Better Roads Staff
For most of the project, FNF ran 23 belly dump trucks, most of them doubles, to haul asphalt out to the project. By using the same trucks to back-haul reclaimed-asphalt pavement (RAP) from the mill to the stockpile, FNF significantly boosted trucking efficiency. If milling and paving had been done with separate trucks, the project would have required a total of about 35 trucks.
FNF figured the more efficient operation into its bid. “It worked out real well, and cut down tremendously on the number of trucks we needed and, therefore, the trucking hours,” says Amator. Most of the truck tractors were made by Kenworth or Navistar (International).
And by using double trucks, FNF could haul up to 26 tons of payload per hauling unit. By contrast, a street belly dump can only haul 24 tons. FNF used a few single-trailer belly dumps for locations, such as bridges, that required the trucks to back up. Double trucks don’t back up very well.
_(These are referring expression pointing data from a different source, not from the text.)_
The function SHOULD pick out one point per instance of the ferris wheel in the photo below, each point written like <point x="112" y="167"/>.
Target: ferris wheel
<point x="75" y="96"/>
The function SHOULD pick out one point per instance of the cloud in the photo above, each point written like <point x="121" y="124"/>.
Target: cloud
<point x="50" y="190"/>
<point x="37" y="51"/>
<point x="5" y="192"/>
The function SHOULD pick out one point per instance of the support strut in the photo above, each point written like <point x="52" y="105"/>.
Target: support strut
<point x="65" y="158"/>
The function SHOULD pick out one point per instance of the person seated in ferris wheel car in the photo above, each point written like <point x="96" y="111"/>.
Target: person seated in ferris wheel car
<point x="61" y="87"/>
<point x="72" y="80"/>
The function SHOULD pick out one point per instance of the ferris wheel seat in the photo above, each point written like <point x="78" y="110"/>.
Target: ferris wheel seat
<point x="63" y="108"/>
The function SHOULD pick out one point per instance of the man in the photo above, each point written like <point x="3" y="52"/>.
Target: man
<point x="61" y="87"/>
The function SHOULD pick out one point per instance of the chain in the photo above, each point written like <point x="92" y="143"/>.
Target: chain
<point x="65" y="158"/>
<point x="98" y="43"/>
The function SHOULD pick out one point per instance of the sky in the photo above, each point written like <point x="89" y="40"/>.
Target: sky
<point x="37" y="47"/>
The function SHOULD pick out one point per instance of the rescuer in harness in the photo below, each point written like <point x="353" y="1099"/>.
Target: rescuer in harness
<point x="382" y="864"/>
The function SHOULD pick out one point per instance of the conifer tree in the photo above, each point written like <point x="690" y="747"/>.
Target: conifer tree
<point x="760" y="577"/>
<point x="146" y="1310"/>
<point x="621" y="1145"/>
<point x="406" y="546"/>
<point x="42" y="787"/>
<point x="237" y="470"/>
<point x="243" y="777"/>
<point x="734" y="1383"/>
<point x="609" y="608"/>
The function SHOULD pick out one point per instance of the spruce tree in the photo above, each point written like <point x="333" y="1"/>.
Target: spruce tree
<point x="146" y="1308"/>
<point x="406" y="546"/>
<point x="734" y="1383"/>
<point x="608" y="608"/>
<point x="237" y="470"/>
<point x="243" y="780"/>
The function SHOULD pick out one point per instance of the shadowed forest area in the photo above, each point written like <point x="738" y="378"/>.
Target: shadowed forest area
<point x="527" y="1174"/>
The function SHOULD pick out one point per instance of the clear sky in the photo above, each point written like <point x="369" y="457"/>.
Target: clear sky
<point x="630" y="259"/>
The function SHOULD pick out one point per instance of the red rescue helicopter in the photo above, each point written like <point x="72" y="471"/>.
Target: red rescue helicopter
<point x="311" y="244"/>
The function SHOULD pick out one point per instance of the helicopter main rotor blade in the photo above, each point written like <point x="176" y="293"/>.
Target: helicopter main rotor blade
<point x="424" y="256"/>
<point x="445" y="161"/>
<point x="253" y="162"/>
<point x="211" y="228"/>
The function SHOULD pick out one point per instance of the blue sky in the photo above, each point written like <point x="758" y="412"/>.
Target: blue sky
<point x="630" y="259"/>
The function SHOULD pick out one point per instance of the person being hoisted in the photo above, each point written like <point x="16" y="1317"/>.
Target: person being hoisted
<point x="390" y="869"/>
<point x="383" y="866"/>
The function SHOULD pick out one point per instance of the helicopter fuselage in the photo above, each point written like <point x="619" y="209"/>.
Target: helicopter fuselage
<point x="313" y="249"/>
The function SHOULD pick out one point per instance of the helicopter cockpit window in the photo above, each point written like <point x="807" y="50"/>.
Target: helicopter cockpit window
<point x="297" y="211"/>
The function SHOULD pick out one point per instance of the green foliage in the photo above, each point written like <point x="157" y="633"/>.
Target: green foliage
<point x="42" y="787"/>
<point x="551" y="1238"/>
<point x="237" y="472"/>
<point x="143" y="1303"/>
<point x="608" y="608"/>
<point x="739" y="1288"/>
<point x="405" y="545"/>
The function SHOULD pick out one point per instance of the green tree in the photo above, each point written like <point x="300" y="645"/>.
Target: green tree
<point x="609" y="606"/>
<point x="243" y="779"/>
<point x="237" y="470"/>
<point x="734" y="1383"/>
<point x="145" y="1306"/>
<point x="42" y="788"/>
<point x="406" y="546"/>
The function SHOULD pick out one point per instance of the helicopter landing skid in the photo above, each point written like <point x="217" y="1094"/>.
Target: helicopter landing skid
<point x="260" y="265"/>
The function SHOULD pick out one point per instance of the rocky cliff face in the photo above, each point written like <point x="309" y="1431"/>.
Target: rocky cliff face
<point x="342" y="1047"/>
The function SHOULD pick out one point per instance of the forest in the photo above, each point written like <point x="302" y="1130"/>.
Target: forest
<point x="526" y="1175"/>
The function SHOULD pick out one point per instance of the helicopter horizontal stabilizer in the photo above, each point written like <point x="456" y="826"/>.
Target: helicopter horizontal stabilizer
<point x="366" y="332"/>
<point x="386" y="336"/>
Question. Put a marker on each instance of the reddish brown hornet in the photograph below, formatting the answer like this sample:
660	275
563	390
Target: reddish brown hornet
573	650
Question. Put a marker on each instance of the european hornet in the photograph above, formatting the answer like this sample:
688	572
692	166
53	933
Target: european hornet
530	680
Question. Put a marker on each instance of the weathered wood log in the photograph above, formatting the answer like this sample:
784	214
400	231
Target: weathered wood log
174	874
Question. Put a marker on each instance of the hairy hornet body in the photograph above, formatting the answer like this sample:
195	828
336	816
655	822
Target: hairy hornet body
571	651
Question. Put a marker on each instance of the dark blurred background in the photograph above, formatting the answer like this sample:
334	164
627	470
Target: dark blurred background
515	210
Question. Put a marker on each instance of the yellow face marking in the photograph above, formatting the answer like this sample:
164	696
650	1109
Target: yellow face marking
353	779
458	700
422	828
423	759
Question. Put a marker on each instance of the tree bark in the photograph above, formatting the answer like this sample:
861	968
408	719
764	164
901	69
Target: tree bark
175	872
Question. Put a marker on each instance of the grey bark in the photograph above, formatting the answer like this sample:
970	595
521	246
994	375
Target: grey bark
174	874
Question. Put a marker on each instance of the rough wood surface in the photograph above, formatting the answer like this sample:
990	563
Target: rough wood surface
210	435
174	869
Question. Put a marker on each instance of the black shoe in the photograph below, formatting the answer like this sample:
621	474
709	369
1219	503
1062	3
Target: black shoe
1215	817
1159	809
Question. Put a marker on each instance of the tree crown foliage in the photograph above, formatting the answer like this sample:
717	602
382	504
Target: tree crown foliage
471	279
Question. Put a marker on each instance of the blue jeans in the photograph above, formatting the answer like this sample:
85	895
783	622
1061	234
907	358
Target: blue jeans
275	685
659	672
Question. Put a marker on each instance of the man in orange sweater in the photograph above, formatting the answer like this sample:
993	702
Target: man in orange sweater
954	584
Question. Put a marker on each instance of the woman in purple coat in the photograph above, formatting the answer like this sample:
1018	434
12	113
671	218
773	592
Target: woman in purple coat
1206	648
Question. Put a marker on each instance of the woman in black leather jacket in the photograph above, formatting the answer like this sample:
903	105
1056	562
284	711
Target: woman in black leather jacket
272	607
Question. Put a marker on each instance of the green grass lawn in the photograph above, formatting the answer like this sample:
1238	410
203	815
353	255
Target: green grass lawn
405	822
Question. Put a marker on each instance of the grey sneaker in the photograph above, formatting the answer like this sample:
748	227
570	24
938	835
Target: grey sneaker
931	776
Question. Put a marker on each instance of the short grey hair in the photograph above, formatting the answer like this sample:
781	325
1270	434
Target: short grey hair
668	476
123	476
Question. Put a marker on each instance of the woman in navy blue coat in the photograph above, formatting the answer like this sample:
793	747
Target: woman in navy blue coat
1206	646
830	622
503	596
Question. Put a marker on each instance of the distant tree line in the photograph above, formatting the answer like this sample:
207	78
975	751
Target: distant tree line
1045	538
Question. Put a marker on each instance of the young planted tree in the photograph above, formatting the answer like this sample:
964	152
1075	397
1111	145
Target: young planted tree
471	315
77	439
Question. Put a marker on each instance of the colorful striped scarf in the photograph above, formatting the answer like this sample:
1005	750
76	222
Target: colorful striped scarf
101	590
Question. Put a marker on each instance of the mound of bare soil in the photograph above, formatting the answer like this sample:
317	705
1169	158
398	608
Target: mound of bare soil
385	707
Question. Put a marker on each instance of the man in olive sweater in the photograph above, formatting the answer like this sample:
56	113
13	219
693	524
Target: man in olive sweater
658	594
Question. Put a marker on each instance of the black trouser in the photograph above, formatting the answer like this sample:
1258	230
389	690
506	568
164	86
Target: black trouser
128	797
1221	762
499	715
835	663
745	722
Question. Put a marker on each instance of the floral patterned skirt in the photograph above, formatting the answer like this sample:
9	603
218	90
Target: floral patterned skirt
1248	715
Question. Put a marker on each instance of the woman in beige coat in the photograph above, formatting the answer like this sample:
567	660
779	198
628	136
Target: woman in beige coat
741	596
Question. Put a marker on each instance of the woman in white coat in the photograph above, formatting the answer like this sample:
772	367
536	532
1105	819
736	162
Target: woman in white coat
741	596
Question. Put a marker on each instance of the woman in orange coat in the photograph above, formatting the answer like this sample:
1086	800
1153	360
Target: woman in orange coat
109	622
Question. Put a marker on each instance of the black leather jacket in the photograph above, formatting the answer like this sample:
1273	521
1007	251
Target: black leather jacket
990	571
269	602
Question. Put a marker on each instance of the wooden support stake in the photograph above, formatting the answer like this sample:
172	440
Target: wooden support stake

As is common in the Western United States, the trucks laid down a windrow of asphalt, in this case in front of a Cedarapids pickup machine. For paving, FNF used a Caterpillar AP 1055 paver. Compaction was accomplished by three Caterpillar Model 634 rollers, all steel-wheeled machines.
The breakdown roller ran close behind the paver and made six passes. Behind that came the intermediate roller, which typically made four passes in vibratory mode. “And once the asphalt cooled down to about 180 degrees, we put a finish roller on it and ran that one in static mode,” Amator says. “We would make two static passes to finish off the compaction effort.” With the placement of a 1⁄2-inch open graded wearing course, the paving was complete.
ADOT allows up to a $4.00 per ton bonus for mix quality. Half of that comes from meeting asphalt content and gradations, and the other $2.00 can result from achieving compaction. “We averaged about $2.30 of the $4.00 per ton possible bonus on that,” Amator says.
For ride quality, ADOT awards bonuses for an International Roughness Index of anything below a 39. FNF averaged a 28 on the IRI – and won smoothness bonuses of $250,000.
How was that smoothness achieved? “We ran leveling skis on the milling machine itself,” says Amator. “And we had leveling skis on the paver also. We try to maintain a constant speed with our paver, and had good communications between the hot plant and the paving crew. If the hot plant had to slow down for any reason, the paver would do the same, to match the plant’s production rate. That way we seldom have to stop the paver.
“Plus we had a very experienced paving crew out there. Rick Allen was our paving superintendent, and he has more than 35 years of experience at this. The project went very well. We were very pleased. And again, that success doesn’t come from FNF alone – ADOT was a very good partner for us.”
County Road F gets an ‘A’
It can get warm in Wisconsin in June.
This past June, Calumet County became ready to lay the surface course of asphalt on a 4.7-mile stretch of County Road F in Wisconsin. The county hired Northeast Asphalt of Greenville, Wis.
Says Craig Van Beek, project manager for Northeast Asphalt: “We would pave part of the project with warm mix and the remainder with hot mix,” says Van Beek. “The county was excited about the idea, so we proceeded. The total overall tonnage on the project was 9,320 tons, and of that, we used a warm-mix additive for 2,320 tons. It worked out well.”